What is the stocks expected price


Question 1: If the CEO of a firm were filling out a fitness report on a division manager (i.e., "grading" the manager), which of the following situations would be likely to cause the manager to get a BETTER GRADE? In all cases, assume that other things are held constant.

  • The division's total assets turnover ratio is below the average for other firms in the industry.
  • The division's DSO (days' sales outstanding) is 40, whereas the average for competitors is 30.
  • The division's inventory turnover is 6, whereas the average for competitors is 8.
  • The division's debt ratio is above the average for other firms in the industry.
  • The division's basic earning power ratio is above the average of other firms in the industry.

Question 2: McGwire Company's pension fund projects that most of its employees will take advantage of an early retirement program the company plans to offer in five years. Anticipating the need to fund these pensions, the firm bought zero coupon U.S. Treasury Trust Certificates maturing in five years. When these instruments were originally issued, they were 12% coupon, 30-year U.S. Treasury bonds. The stripped Treasuries are currently priced to yield 10%. Their total maturity value is $6,000,000. What is their total cost (price) to McGwire today?

  • 553,776
  • $5,142,600
  • $3,404,561
  • $4,042,040
  • $3,725,528

Question 3: A stock that currently trades for $40 per share is expected to pay a year-end dividend of $2 per share. The dividend is expected to grow at a constant rate over time. The stock has a beta of 1.2, the risk-free rate is 5%, and the market risk premium is 5%. What is the stock's expected price seven years from today?

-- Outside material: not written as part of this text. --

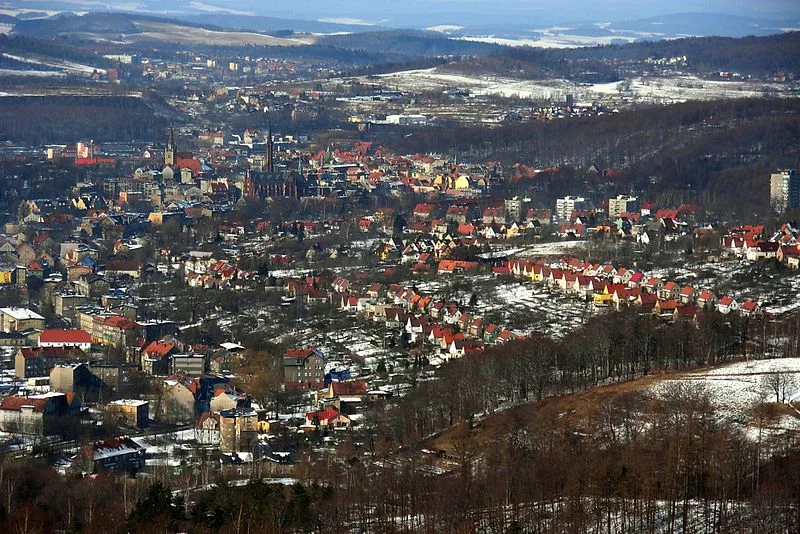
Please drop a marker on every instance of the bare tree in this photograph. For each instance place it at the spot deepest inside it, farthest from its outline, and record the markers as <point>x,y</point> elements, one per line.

Question 4: The capital budgeting director of Sparrow Corporation is evaluating a project that costs $200,000, is expected to last for 10 years and produces after-tax cash flows, including depreciation, of $44,503 per year. If the firm's WACC is 14% and its tax rate is 40%, what is the project's IRR?

Question 5: Maxvill Motors has annual sales of $15,000. Its variable costs equal 60% of its sales, and its fixed costs equal $1,000. If the company's sales increase 10%, what will be the percentage increase in the company's earnings before interest and taxes (EBIT)?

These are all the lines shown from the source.